Kaitlyn Lyle / Lantern reporter
The Cable-Satellite Public Affairs Network Road to the White House Campaign 2012 bus rolled into Ohio State’s Wexner Plaza Wednesday to promote knowledge about the 2012 election.
The bus travels around the country, bringing people information about C-SPAN’s coverage of the 2012 presidential election campaign. Inside the bus, there are interactive and multimedia activities that visitors can explore.
The bus visits high schools, middle schools and city halls as well as college campuses, said C-SPAN marketing representative Jennifer Curran.
C-SPAN is a non-profit organization, launched in 1979 and funded by the cable industry. Six cents are deducted from every cable subscriber’s bill and sent to fund C-SPAN’s coverage of politics. The company’s political coverage is unfiltered and without commentary, according to Curran.
“We are able to show commercial-free coverage because we don’t have to rely on advertising revenue,” Curran said.
This funding also pays for the interactive bus to tour around the country. There is no cost for people to participate in the bus program.

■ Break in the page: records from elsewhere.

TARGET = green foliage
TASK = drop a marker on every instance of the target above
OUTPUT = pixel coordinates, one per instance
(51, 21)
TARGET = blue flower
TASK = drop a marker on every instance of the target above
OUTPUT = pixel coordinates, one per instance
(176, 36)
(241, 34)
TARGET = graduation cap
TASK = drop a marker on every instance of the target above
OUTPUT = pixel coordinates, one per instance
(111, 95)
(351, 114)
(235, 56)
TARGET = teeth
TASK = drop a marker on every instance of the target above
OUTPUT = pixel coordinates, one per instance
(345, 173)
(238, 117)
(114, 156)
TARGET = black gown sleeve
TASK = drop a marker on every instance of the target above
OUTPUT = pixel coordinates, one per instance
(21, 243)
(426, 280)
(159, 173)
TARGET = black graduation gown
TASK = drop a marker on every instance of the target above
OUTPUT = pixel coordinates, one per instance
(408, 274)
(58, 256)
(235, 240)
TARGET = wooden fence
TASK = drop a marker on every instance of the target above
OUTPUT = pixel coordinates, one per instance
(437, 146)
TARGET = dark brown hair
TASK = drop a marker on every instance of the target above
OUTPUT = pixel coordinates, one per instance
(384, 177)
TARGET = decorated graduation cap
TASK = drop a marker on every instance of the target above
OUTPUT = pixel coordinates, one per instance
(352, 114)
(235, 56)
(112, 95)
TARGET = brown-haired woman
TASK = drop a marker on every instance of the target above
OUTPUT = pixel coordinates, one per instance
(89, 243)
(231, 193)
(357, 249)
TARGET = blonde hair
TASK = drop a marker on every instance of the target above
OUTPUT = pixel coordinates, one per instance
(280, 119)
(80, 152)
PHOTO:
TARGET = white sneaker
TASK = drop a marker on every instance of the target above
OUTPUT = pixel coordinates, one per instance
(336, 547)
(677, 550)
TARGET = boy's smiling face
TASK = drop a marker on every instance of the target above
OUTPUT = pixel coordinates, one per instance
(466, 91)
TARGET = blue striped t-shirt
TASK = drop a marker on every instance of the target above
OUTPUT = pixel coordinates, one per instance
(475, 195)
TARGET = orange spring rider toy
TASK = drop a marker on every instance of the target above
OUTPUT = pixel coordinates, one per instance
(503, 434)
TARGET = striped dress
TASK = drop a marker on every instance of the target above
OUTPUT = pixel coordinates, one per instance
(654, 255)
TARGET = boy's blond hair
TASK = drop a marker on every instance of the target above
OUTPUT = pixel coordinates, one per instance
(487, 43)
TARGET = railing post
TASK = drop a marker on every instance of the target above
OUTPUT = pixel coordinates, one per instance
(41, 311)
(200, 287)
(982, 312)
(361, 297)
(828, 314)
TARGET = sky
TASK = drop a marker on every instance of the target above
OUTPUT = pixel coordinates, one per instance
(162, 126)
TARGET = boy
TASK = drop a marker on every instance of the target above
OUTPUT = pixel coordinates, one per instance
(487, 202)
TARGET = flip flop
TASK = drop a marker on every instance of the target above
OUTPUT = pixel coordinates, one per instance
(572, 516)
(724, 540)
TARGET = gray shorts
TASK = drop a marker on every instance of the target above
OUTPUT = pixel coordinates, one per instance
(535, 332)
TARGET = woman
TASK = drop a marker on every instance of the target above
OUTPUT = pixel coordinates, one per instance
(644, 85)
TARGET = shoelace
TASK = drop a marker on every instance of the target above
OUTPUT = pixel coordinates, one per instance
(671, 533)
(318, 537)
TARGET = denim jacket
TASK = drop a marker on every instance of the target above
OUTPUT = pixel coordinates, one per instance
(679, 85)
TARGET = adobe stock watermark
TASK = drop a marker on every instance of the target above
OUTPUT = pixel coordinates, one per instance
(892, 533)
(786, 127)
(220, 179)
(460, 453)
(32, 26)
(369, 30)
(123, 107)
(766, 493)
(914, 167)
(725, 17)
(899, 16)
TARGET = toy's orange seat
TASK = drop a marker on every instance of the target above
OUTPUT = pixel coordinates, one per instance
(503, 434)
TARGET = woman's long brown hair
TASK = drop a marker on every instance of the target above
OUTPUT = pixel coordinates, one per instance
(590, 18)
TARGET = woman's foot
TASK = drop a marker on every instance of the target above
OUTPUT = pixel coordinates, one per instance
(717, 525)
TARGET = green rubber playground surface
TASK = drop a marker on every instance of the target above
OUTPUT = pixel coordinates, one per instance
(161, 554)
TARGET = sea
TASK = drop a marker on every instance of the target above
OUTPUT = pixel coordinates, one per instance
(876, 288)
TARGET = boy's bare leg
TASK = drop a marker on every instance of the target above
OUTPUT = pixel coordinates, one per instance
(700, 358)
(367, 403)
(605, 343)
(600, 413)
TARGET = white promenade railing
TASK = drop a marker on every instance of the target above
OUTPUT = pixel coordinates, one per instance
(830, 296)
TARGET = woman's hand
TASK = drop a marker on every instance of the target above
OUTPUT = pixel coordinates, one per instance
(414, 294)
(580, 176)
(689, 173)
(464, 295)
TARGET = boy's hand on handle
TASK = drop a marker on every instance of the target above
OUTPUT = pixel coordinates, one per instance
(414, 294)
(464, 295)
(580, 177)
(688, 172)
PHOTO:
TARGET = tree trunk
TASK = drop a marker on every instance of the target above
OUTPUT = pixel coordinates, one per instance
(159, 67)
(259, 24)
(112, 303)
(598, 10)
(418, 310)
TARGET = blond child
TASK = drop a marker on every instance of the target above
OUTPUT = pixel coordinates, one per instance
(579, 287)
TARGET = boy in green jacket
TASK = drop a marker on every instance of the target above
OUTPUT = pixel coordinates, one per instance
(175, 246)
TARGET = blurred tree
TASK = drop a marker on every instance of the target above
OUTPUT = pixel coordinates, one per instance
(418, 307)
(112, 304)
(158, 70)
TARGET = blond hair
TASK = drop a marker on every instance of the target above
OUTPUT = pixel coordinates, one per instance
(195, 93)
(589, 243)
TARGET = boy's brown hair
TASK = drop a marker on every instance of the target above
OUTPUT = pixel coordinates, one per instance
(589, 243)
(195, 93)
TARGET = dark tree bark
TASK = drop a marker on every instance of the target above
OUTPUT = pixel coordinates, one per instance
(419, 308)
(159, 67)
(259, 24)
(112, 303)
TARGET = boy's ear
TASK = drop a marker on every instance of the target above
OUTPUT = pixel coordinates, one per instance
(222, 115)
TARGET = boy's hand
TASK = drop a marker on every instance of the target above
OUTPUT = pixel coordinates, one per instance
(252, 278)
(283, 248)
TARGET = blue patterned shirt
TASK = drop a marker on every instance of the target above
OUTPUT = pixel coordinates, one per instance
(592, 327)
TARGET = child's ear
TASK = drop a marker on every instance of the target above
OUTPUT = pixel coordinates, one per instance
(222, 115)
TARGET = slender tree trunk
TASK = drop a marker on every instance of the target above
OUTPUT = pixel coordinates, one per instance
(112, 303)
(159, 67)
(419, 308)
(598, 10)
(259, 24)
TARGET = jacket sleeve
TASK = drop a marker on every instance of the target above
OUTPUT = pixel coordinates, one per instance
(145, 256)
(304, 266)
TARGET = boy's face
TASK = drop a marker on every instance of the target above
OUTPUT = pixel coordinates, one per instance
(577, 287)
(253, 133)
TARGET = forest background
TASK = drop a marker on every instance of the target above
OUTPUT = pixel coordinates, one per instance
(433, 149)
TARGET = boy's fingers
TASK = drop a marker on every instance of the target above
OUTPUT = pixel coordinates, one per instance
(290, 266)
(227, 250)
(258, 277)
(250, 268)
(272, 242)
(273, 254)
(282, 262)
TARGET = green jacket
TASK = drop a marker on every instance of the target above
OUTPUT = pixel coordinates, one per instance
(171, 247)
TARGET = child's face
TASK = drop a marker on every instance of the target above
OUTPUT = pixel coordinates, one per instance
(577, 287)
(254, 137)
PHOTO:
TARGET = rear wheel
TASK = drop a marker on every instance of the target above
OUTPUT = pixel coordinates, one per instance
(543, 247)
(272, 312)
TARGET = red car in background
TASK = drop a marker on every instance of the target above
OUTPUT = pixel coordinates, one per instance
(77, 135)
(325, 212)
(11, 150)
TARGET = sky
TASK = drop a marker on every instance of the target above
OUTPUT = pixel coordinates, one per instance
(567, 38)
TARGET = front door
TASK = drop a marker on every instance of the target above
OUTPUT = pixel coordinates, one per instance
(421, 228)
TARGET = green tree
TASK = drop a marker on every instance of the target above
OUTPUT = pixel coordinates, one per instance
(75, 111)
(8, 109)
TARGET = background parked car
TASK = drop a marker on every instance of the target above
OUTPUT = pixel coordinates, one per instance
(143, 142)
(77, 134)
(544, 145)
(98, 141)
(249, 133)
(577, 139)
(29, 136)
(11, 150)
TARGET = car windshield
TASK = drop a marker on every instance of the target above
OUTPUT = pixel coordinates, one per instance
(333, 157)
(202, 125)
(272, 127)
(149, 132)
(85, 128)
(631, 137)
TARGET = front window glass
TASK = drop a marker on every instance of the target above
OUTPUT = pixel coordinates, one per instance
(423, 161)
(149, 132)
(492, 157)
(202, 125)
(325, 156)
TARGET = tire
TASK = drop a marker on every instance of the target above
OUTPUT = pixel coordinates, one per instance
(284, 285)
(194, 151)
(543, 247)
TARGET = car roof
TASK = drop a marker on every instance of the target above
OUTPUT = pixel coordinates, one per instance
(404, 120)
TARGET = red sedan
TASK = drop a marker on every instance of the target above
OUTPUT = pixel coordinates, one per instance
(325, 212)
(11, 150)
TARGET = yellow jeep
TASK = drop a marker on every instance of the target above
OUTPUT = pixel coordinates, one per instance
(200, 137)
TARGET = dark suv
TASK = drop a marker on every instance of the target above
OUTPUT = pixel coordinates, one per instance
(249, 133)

“As we move forward to election day and campaign events we’re going to be attending the Iowa caucus, New Hampshire primary debate convention, election day and Inauguration Day,” Curran said.
The bus tours the country for 10 months, taking breaks around Christmas and in summer. Staffed by a crew of C-SPAN marketing representatives and a driver, crew members rotate every other week, according to Curran.
The bus program began in 1993. The Campaign 2012 bus, launched in August, is the third to tour the country; the first two have been retired.
“(The bus) is always being current with what we’re focusing on promotional-wise. Right now it’s the White House Campaign 2012 bus and we decided to focus more on our resources and design the bus to be more interactive for visitors.” Curran said.
The front of the bus has three televisions playing various C-SPAN programming and four touch-screens that allow visitors to interact with C-SPAN’s online media content. In the back of the vehicle is an education center, with a smart board and seating, used mainly when the bus visits high schools and middle schools, said Steve Devoney, a C-SPAN media specialist.
Students who visited the bus took part in trivia quizzes on touch-screens about the branches of government and election procedures. They also explored online media on the smart board.
Other stations inside the bus included laptops with links to C-SPAN’s social media websites, online and broadcast coverage of the 2012 election process, C-SPAN’s history programming, and access to the company’s three radio stations via an iPad.
Garey Berry, a first-year graduate student, said he thought the C-SPAN radio application would be convenient to have on his iPad.
Ben Burgett, a first-year in business, said he usually reads the news instead of watching broadcast coverage, but liked the online resources he found while inside the multimedia bus.
“I kind of do a lot of online coverage tracking. I haven’t tracked a lot through C-SPAN at all, but so far I like what I’ve seen. Their timeline lets you track previous elections,” Burgett said.
The links to online C-SPAN resources like the online video archive caught students’ attention as well. The company’s video library has more than 170,000 hours of C-SPAN footage, dating back to 1987, according to Curran.
“It’s a great resource for college students for papers,” said Kabe Eichenauer, a first-year in education.
Eichenauer said he liked that he could read information on all the presidential candidates.
“Too many times, the media focuses on two or three candidates. Like right now, it seems like it’s Rick Perry and (Mitt) Romney. But this gives you a chance to look at everybody,” Eichenauer said.
Of course, the Campaign 2012 bus still has some time left before its run is over. The bus’ next stop is in Indiana, according to the C-SPAN’s website.
However, even with the interactive media coverage it provides for students, some still remain unsure of their political decisions.
“I haven’t totally chosen yet. It’s going to be a very intense primary race. Now that Florida’s pushing out their primary, New Hampshire and Iowa and all them are going to have a battle royale, so we’ll see how everything goes,” said Evin Bachelor, a first-year in political science.